Making entropy work with python3

ReFirmLabs / binwalk

Firmware Analysis Tool

MIT License

10.54k stars 1.51k forks source link

Making entropy work with python3 #550

Open DMaroo opened 3 years ago

DMaroo commented 3 years ago

Firstly, importing numpy is necessary (see #543) for binwalk to be able to draw a graph.

Secondly, using bytes2str doesn't work with python3 (v3.9), since it returns an object with the type unicode_type (a type recognized by numba), and there is no overload for np.frombuffer(unicode_type, dtype). So, we need to convert data to a UTF-8 string before passing it to the _shannon_numpy function. This way, no exceptions or errors are thrown.

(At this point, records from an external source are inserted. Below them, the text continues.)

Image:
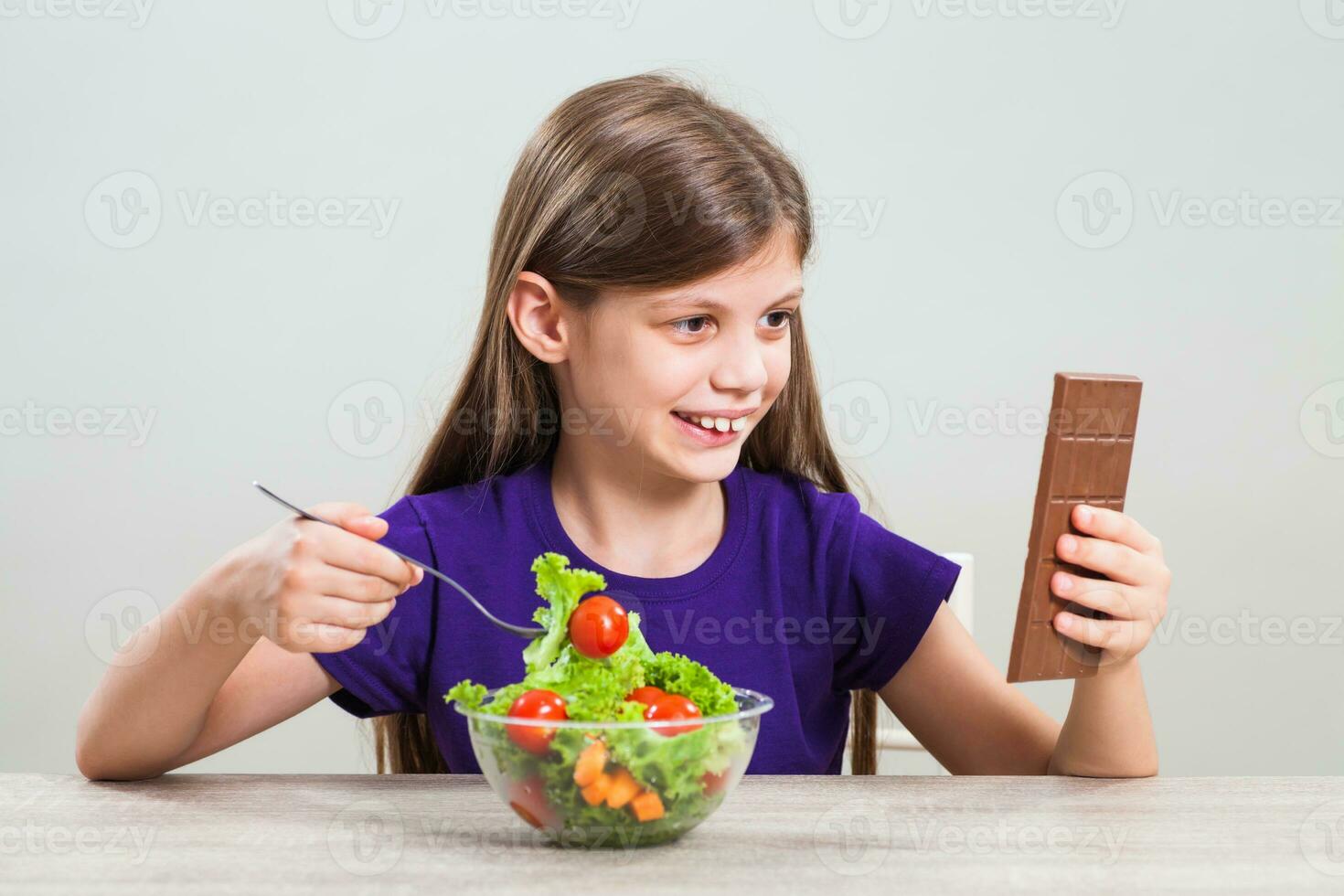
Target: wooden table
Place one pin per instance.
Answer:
(900, 835)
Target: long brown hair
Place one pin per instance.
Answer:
(635, 183)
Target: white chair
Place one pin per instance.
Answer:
(891, 735)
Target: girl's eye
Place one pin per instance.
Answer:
(691, 331)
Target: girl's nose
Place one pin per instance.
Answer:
(740, 367)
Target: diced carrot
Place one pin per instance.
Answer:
(591, 763)
(624, 789)
(646, 806)
(595, 793)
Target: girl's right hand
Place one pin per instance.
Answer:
(315, 587)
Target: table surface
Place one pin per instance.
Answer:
(895, 835)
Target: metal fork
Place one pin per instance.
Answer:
(508, 626)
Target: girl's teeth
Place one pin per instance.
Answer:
(720, 423)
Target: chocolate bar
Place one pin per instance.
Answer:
(1089, 443)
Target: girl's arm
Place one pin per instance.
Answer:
(960, 707)
(230, 657)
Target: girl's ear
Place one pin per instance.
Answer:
(534, 309)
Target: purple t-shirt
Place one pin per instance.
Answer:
(805, 598)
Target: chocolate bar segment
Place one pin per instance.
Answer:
(1089, 443)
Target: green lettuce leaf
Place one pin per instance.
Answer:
(562, 589)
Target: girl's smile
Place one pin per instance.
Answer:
(712, 429)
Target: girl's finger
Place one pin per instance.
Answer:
(349, 614)
(1112, 598)
(1115, 526)
(354, 586)
(1118, 561)
(352, 552)
(319, 637)
(1110, 635)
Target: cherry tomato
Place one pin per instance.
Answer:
(598, 626)
(672, 707)
(714, 782)
(528, 799)
(535, 704)
(646, 695)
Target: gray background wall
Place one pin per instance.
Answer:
(952, 151)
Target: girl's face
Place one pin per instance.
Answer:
(663, 364)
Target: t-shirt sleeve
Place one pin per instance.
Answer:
(388, 670)
(890, 590)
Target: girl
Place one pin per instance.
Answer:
(640, 398)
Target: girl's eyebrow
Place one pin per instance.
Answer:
(712, 304)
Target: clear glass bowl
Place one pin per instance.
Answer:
(582, 795)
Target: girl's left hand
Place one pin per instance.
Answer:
(1135, 598)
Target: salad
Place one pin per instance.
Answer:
(593, 666)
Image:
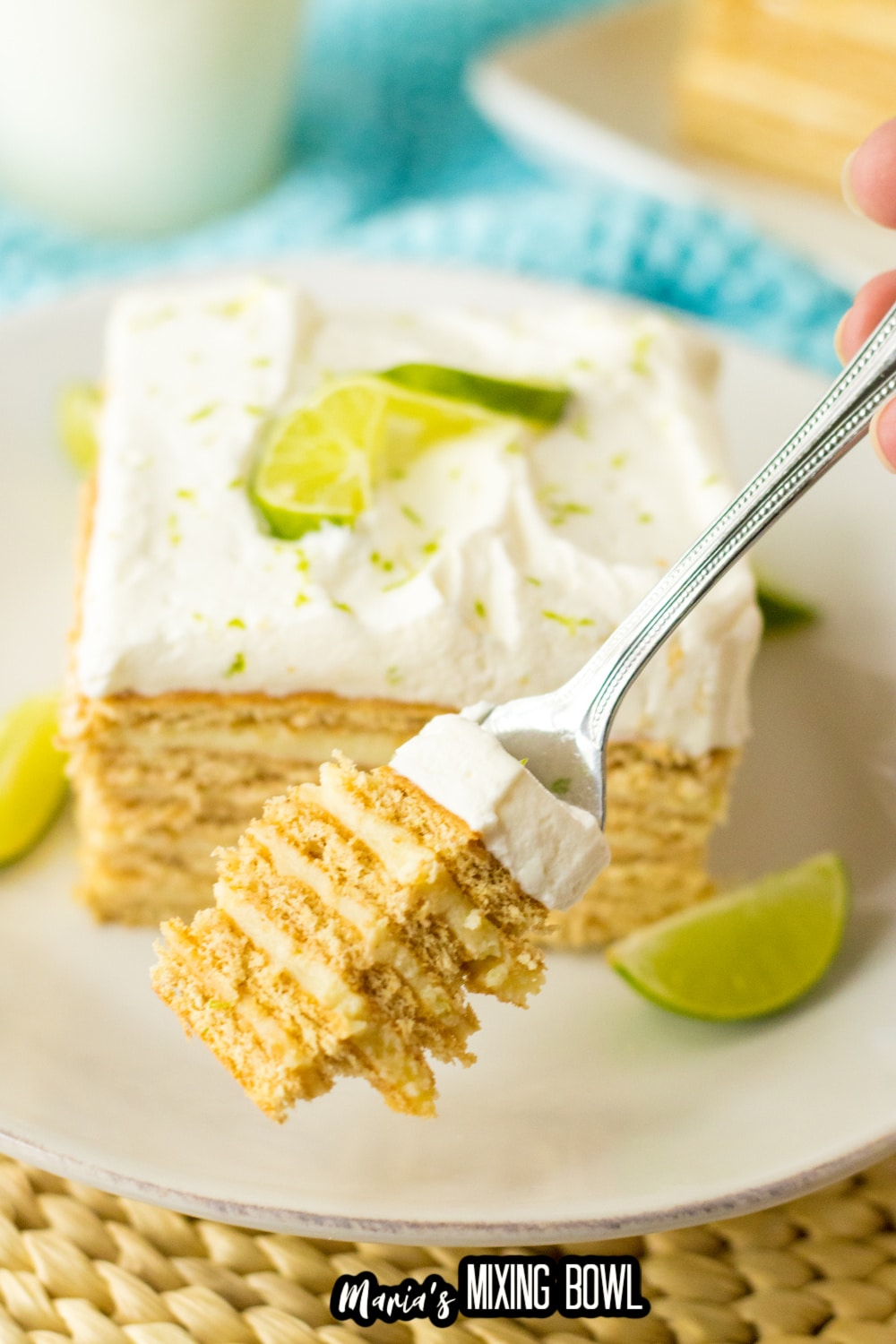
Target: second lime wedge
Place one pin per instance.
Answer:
(541, 403)
(743, 954)
(32, 781)
(782, 612)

This fixes #543. Tested on Kali 2021.1 and Python3.9.2.

spinkham commented 3 years ago

Hmm.. This doesn't seem right, but haven't looked deep enough to know why. When I run this on a random file generated from /dev/urandom, I get a steady ~0.78 entropy instead of the expected ~0.9999 I see on other platforms.

dd if=/dev/urandom of=rand.img bs=1M count=2048
binwalk -E  rand.img 

DECIMAL       HEXADECIMAL     ENTROPY
--------------------------------------------------------------------------------
0             0x0             Falling entropy edge (0.781577)

A zero filled file does give the expected 0.00000 entropy with this patch.

If I change line 253 from encoding UTF-8 to latin-1 I get the expected values from both zero and random data, and values from that modified version match those I get from other versions on a variety of test files. I haven't read the code and am not even sure why this conversion is happening, so that's just a shot in the dark but with that change it Works On My Machine.

DMaroo commented 3 years ago

You're right. The result between encoding to 'utf-8' and 'latin-1' is different. I also checked it for some zipped files and ELFs. Th shape is almost preserved, however, the exact values of the peaks and the points on the graph are different. Given that 'latin-1' gives accurate results for the random file created from /dev/urandom, I guess it would be the more correct approach. Thank you. As a side note, both the encodings give 0.0 as the entropy measure when used on a file created from /dev/zero, but I think that it is just a special case which is why both the encodings converge at the same answer.

lindberg commented 1 year ago

This is still an issue, would be great if this was merged.